Edson Silva

Personal information
- Full name: Edson Martinho Silva
- Date of birth: 17 May 2001 (age 25)
- Place of birth: Portugal
- Height: 1.92 m (6 ft 4 in)
- Position: Midfielder

Team information
- Current team: Spartak Varna (on loan from Botev Plovdiv)
- Number: 16

Youth career
- 2016–2017: Vitória de Setúbal
- 2017–2018: Gil Vicente

Senior career*
- Years: Team / Apps / (Gls)
- 2018–2019: Alcochetense / 5 / (0)
- 2019–2023: Sporting CP B / 8 / (0)
- 2023–2024: Nea Salamis Famagusta / 6 / (0)
- 2024: → Olympiakos Nicosia (loan) / 8 / (0)
- 2024–2025: Enosis Neon Paralimni / 27 / (0)
- 2026–: Botev Plovdiv / 17 / (1)
- 2026–: → Spartak Varna (loan) / 0 / (0)

International career^{‡}
- 2023–: Guinea-Bissau / 3 / (0)

= Edson Silva (footballer, born 2001) =

Bissau-Guinean footballer

Edson Martinho Silva (born 27 May 2001) is a professional footballer who plays as a defensive midfielder for Bulgarian First League club Spartak Varna, on loan from Botev Plovdiv.
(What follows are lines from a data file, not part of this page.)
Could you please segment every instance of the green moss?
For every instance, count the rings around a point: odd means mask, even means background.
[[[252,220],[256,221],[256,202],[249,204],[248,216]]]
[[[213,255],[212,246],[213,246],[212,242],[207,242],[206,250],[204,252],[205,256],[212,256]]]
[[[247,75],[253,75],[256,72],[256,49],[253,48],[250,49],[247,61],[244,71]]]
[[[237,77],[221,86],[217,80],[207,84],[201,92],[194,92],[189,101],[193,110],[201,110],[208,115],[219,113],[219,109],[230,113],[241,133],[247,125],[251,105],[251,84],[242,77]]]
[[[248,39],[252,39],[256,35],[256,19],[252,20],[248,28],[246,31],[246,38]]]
Born in Portugal, he plays for the Guinea-Bissau national team.

==Club career==
Silva is a product of the youth academies of the Portuguese clubs Vitória de Setúbal and Gil Vicente. He made his senior debut with Alcochetense in 2018, and in 2019 transferred to Sporting CP on a 3-year contract where he played for their B-team.

On 31 January 2023, Edson moved to the Cypriot Second Division club Nea Salamis Famagusta. On 1 February 2024, he joined Olympiakos Nicosia on loan. On 8 August 2024, he transferred to Enosis Neon Paralimni in the Cypriot First Division.

==International career==
Silva debuted with the Guinea-Bissau national team for a 2023 Africa Cup of Nations qualification match in a 2–1 win over Sierra Leone on 15 September 2023.